La plainte, déposée en vertu du Securities Act de 1933, allègue que Robinhood n'a pas divulgué que sa croissance des revenus dépendait fortement de la spéculation des investisseurs particuliers sur GameStop Corp. et le Dogecoin — une activité qui avait déjà commencé à ralentir avant que la société n'entre en bourse en juillet 2021. Les plaignants soutiennent que la baisse ultérieure du titre a causé des pertes aux actionnaires. L'introduction en bourse de Robinhood a permis de lever environ 2,1 milliards de dollars, avec un prix d'introduction de 38 dollars par action.
Une décision de la Cour suprême de se saisir de l'affaire pourrait établir un précédent en matière de responsabilité liée aux informations fournies lors des introductions en bourse, remodelant potentiellement la manière dont les entreprises abordent les facteurs de risque liés aux tendances de trading transitoires dans leurs documents d'offre. Si la Cour refuse d'examiner l'appel, le procès se poursuivrait devant les tribunaux inférieurs, exposant Robinhood à d'éventuels dommages-intérêts.
Normes de divulgation des introductions en bourse en question
L'affaire teste si les entreprises doivent spécifiquement signaler leur dépendance aux modèles de trading alimentés par les réseaux sociaux comme un facteur de risque matériel. Les plaignants soutiennent que la dépendance de Robinhood aux volumes de trading de meme stocks et de cryptomonnaies était un moteur de revenus essentiel qui justifiait une divulgation explicite, et non de simples avertissements génériques sur la volatilité des marchés.
Le Securities Act de 1933 impose aux émetteurs de s'assurer que les documents d'offre ne contiennent aucune omission matérielle. Une décision défavorable à Robinhood pourrait élargir ce qui constitue un risque matériel, en particulier pour les entreprises dont les revenus sont liés au trading de détail basé sur les plateformes. La dernière fois que la Cour suprême a examiné les normes de divulgation des valeurs mobilières dans une affaire majeure d'introduction en bourse, c'était en 2018 dans l'affaire Cyan v. Beaver County Employees Retirement Fund, qui traitait de la compétence des tribunaux d'État sur les réclamations fondées sur le Securities Act.

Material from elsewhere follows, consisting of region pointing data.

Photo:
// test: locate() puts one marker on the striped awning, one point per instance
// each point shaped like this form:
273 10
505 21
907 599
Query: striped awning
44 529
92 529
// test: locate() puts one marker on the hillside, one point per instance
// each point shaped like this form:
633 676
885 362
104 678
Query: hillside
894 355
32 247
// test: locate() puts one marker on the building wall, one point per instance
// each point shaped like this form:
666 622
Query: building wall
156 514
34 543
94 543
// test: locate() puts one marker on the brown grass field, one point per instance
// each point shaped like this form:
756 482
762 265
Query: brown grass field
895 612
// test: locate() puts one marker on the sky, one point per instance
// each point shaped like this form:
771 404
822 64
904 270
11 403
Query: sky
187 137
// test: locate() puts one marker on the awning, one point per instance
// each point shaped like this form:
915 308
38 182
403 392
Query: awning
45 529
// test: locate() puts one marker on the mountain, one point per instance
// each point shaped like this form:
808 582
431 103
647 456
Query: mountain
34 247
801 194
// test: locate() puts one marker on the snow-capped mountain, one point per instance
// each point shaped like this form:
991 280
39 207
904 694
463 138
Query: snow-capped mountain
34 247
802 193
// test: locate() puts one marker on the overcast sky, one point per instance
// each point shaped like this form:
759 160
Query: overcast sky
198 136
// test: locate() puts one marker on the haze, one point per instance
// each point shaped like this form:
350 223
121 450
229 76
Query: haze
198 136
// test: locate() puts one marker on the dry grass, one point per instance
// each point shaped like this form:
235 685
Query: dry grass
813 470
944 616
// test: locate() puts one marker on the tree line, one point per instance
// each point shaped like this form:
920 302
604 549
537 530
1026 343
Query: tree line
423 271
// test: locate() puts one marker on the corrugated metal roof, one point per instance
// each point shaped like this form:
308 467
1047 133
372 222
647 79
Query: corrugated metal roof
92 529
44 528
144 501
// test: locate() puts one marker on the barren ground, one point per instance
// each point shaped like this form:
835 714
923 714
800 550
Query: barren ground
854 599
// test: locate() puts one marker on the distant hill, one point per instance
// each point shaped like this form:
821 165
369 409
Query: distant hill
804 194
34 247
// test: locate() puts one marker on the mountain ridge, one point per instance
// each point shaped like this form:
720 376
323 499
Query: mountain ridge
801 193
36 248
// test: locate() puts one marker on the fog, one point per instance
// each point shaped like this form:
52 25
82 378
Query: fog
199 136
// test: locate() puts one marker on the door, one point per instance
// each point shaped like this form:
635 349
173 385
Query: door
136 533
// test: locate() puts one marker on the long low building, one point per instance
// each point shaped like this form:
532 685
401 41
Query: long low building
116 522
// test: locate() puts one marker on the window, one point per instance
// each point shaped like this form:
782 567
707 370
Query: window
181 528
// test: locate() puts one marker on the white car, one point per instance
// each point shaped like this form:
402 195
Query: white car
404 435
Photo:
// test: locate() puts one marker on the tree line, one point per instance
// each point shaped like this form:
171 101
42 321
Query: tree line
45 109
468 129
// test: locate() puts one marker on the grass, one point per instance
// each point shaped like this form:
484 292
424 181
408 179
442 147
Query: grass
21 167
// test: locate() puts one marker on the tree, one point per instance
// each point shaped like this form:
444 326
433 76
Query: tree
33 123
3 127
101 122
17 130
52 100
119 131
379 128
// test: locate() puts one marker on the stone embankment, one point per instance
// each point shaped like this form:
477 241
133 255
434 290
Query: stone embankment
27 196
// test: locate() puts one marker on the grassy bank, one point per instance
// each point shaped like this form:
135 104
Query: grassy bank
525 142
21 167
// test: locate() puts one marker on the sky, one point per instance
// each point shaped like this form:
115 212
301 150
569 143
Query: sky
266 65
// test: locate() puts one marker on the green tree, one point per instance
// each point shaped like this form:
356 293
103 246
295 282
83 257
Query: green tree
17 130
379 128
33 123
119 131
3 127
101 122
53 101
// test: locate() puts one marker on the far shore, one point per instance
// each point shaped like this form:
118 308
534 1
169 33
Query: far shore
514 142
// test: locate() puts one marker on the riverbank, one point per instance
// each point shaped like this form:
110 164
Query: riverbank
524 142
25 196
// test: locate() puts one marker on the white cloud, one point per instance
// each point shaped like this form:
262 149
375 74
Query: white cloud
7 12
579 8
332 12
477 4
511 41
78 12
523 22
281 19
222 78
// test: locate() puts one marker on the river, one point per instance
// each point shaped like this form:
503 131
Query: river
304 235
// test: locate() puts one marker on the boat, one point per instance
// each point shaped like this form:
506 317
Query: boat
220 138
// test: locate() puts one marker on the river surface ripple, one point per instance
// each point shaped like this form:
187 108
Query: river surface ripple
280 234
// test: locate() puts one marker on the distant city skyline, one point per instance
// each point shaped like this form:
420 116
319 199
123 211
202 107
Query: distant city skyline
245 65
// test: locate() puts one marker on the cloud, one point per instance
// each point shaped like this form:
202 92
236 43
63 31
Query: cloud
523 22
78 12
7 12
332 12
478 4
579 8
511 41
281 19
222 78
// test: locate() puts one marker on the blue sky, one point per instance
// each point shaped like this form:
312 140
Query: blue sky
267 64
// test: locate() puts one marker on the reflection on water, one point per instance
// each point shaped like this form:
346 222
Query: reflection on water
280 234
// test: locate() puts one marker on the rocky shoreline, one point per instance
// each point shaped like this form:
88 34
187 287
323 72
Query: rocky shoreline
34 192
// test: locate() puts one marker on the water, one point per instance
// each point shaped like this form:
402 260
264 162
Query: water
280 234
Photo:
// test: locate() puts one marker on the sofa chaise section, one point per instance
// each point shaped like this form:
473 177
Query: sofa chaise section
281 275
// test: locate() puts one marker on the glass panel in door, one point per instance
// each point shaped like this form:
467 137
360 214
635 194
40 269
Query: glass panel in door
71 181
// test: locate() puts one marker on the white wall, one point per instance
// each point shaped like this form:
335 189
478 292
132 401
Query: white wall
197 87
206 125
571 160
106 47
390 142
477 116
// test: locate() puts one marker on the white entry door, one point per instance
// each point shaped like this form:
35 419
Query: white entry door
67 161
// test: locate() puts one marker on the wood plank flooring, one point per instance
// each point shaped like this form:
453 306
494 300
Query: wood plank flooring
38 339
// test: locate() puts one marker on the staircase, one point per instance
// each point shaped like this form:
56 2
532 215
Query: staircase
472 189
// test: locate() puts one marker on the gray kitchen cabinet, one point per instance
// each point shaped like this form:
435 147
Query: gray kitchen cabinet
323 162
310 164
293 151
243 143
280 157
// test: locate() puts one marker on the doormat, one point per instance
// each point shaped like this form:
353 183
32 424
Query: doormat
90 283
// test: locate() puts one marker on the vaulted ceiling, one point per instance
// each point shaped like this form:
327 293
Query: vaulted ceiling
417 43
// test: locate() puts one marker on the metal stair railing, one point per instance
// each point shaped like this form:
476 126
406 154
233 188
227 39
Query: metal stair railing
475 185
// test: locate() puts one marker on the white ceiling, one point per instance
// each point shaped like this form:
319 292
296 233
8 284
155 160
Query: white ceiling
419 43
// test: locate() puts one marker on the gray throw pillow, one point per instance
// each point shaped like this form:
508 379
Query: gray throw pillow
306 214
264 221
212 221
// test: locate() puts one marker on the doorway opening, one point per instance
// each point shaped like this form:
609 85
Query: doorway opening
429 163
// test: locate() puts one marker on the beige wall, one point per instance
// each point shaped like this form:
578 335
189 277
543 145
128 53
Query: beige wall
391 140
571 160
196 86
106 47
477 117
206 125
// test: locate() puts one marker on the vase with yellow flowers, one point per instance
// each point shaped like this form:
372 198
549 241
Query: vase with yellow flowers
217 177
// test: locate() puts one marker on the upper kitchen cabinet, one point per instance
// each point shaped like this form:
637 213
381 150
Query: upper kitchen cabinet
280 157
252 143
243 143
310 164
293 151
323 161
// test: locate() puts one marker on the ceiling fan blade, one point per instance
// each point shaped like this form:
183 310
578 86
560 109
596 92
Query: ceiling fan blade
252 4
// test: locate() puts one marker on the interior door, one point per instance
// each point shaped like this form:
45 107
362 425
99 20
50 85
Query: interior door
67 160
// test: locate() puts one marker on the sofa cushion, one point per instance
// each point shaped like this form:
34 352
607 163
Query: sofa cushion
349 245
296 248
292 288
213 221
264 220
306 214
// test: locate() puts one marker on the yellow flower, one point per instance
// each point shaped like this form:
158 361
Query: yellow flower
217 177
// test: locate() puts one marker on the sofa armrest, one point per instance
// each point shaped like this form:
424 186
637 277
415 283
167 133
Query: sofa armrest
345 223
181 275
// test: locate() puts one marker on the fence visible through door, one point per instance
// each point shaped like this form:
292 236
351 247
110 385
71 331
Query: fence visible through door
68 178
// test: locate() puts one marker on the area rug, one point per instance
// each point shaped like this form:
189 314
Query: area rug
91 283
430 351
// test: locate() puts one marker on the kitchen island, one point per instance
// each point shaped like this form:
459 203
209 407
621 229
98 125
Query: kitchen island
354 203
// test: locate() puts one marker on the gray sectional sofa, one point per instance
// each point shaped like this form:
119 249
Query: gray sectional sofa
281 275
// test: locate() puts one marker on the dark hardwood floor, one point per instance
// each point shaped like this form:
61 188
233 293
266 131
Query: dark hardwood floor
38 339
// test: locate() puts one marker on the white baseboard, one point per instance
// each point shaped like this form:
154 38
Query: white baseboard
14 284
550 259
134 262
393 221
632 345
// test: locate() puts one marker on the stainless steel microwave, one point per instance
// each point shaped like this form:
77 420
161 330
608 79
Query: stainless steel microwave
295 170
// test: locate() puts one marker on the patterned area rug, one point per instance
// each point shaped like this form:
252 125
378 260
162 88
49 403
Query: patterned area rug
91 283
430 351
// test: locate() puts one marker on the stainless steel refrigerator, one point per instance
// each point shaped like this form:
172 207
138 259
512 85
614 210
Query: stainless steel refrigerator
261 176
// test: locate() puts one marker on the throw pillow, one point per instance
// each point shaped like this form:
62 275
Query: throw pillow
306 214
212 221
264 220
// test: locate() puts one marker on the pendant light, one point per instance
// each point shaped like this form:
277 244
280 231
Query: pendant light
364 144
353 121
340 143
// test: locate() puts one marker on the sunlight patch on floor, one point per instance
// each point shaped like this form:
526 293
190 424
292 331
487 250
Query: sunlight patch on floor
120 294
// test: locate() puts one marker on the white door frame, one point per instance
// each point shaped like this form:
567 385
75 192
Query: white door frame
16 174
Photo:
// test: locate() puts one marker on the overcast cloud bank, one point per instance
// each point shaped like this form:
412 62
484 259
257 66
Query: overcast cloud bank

Implications pour le marché et le droit
Les actions Robinhood ont subi des pressions en raison du contentieux en cours, le procès créant une incertitude quant à la responsabilité potentielle. Le titre de la société s'échangeait à environ 38 dollars lors de son introduction en bourse en juillet 2021 et a depuis connu une volatilité importante liée à la fois à ses performances commerciales et au fardeau juridique persistant. Si la Cour suprême refuse d'examiner l'appel, l'affaire retournerait à la Cour d'appel des États-Unis pour le troisième circuit, où une décision défavorable à Robinhood pourrait exposer la société à des dommages-intérêts dans le cadre d'une action collective.
Le mémoire du solliciteur général, une fois déposé, signalera la position de l'administration sur les normes de litige en matière de valeurs mobilières. La Cour suprême accorde généralement un certiorari dans environ 1 à 2 pour cent des quelque 7 000 pétitions qu'elle reçoit chaque année, ce qui fait de la recommandation de la Maison-Blanche un facteur potentiellement influent pour décider si les juges se saisissent de l'affaire. Une décision sur l'octroi du certiorari est attendue plus tard cette année.